Assessment of petrologic subtypes, subgroups, and pairing within CV chondrites in the US Antarctic meteorite collection

1Kevin Righter,2Ryan S. Jakubek,1Marc D. Fries,3John Schutt,2Kellye Pando,2Roger Harrington
Meteoritics & Planetary Science (in Press) Link to Article [https://doi.org/10.1111/maps.13932]

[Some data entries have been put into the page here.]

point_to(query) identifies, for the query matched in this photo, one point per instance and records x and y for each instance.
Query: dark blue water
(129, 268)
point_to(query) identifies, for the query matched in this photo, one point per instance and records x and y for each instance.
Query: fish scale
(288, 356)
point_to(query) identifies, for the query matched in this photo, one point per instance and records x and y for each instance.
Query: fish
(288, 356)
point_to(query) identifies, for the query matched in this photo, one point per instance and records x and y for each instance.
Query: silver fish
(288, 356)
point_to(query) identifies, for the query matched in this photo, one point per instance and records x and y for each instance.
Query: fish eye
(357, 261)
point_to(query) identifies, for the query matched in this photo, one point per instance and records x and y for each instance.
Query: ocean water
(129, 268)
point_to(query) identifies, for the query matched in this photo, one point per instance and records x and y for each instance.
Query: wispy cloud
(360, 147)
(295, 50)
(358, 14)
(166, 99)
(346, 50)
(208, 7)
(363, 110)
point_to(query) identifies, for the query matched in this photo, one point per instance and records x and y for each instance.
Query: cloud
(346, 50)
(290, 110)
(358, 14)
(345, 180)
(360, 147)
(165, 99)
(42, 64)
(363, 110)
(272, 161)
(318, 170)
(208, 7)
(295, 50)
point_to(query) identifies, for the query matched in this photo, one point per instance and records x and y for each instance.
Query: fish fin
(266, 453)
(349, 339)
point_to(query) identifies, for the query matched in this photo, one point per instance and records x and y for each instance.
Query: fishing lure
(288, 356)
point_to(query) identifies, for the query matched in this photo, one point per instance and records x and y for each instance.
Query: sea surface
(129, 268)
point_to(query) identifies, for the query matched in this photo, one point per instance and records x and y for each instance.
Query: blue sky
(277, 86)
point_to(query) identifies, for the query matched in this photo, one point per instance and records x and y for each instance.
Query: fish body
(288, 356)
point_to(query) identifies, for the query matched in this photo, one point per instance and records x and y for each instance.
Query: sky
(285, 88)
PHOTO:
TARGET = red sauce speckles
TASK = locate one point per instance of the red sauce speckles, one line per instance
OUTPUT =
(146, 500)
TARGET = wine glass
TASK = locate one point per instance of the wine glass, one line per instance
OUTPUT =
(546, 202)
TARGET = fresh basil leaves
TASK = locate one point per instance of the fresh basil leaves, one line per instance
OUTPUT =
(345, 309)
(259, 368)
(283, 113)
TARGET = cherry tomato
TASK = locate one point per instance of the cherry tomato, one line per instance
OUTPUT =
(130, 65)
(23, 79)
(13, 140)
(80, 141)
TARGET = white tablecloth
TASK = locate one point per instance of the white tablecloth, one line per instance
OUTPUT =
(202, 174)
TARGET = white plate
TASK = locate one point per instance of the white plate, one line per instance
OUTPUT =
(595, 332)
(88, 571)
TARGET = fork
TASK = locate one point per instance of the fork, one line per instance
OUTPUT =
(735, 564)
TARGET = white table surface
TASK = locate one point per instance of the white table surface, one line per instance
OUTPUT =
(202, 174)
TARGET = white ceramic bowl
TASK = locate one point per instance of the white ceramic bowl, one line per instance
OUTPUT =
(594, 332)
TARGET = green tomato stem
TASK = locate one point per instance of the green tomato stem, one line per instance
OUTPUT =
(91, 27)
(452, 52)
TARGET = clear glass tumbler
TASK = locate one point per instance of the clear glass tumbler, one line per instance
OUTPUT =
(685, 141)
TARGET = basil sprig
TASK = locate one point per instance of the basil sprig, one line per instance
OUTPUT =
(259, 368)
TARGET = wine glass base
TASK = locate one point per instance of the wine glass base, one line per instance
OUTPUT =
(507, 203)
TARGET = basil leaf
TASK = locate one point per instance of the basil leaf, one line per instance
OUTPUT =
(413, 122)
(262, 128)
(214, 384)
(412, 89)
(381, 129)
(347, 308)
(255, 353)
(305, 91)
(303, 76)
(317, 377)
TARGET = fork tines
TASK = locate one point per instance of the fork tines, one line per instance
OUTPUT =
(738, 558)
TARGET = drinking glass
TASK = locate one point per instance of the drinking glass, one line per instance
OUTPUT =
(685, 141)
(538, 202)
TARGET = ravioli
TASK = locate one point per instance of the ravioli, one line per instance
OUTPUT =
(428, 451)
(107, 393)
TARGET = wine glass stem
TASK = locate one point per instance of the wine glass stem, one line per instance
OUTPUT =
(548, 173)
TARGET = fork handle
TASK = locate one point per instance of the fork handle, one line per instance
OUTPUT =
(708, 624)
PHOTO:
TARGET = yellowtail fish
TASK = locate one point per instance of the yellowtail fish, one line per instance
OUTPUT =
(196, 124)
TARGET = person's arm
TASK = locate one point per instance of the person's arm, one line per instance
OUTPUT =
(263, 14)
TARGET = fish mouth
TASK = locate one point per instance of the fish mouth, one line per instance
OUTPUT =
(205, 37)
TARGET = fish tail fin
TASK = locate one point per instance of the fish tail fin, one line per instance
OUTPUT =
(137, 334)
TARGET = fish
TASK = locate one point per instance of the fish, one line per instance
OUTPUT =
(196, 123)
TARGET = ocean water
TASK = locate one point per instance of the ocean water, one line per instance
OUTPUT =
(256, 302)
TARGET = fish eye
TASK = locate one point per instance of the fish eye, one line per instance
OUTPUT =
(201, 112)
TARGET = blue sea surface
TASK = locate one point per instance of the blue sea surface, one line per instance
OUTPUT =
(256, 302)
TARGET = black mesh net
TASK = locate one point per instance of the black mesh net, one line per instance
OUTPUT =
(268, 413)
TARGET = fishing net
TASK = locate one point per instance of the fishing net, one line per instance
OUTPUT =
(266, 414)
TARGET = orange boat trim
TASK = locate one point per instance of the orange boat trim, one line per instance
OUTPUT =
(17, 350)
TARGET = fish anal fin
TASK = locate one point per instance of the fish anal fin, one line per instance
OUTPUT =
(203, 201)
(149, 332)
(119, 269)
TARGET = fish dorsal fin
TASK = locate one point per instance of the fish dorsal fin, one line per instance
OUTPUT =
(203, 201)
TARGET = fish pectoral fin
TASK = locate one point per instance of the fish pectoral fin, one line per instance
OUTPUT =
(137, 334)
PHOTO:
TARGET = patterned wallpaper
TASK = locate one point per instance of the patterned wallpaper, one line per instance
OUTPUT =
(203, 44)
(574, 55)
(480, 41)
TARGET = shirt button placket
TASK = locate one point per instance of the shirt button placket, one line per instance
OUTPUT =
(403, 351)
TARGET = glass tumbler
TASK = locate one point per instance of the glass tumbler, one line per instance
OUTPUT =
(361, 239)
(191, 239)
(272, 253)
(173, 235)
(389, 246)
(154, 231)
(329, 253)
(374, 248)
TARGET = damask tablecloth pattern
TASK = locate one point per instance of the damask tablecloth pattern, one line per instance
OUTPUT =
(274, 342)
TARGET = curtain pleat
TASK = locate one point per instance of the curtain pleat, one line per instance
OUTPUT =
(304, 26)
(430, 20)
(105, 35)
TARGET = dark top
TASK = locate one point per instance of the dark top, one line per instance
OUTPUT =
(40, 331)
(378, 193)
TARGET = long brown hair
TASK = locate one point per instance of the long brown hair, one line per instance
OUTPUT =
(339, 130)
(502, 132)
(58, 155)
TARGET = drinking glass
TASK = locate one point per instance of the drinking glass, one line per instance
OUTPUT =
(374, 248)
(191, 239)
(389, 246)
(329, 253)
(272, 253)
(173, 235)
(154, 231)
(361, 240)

1Mailcode XI2, NASA Johnson Space Center, 2101 NASA Parkway, Houston, Texas, 77058 USA
2Jacobs, NASA Johnson Space Center, Houston, Texas, 77058 USA
3Department of Earth, Environmental, and Planetary Science, Case Western Reserve University, 10900 Euclid Ave, Cleveland, Ohio, 44106 USA
Published by arrangement with John Wiley & Sons

Carbonaceous chondrites of the Vigarano group (CV) are primitive (nearly un-metamorphosed) meteorites that provide a wealth of information about the early solar system, including constraints on chondrule formation, origin of calcium-aluminum inclusions, stability of organic compounds, and redox conditions. The US Antarctic meteorite collection contains 119 CV samples from 15 dense collection areas (DCAs) from the TransAntarctic Mountains; these samples have been assigned a preliminary classification as CVs, but not to the subgroups oxidized A, oxidized B, and reduced. Furthermore, variation in petrologic grade can be determined non-destructively using Raman spectroscopy. To update the classification of both subgroups and petrologic types in the collection, we have acquired magnetic susceptibility, metal and sulfide compositions, and Raman spectra. Overall, there are 55 oxidized A samples, 18 oxidized B samples, and 46 reduced samples. Several of the CVs are quite primitive (Lewis Cliffs Ice Tongue and MacAlpine Hills) but are also very small. Multiple pairing groups have been identified in the Miller Range (MIL), Queen Alexandra Range, and Larkman Nunatak DCAs, including all of the subgroups. In MIL 090981, there is evidence for multiple lithologies. We make suggested updates for all the samples, knowing that this information will help to better guide researchers interested in studying the CV chondrites in the US Antarctic meteorite collection.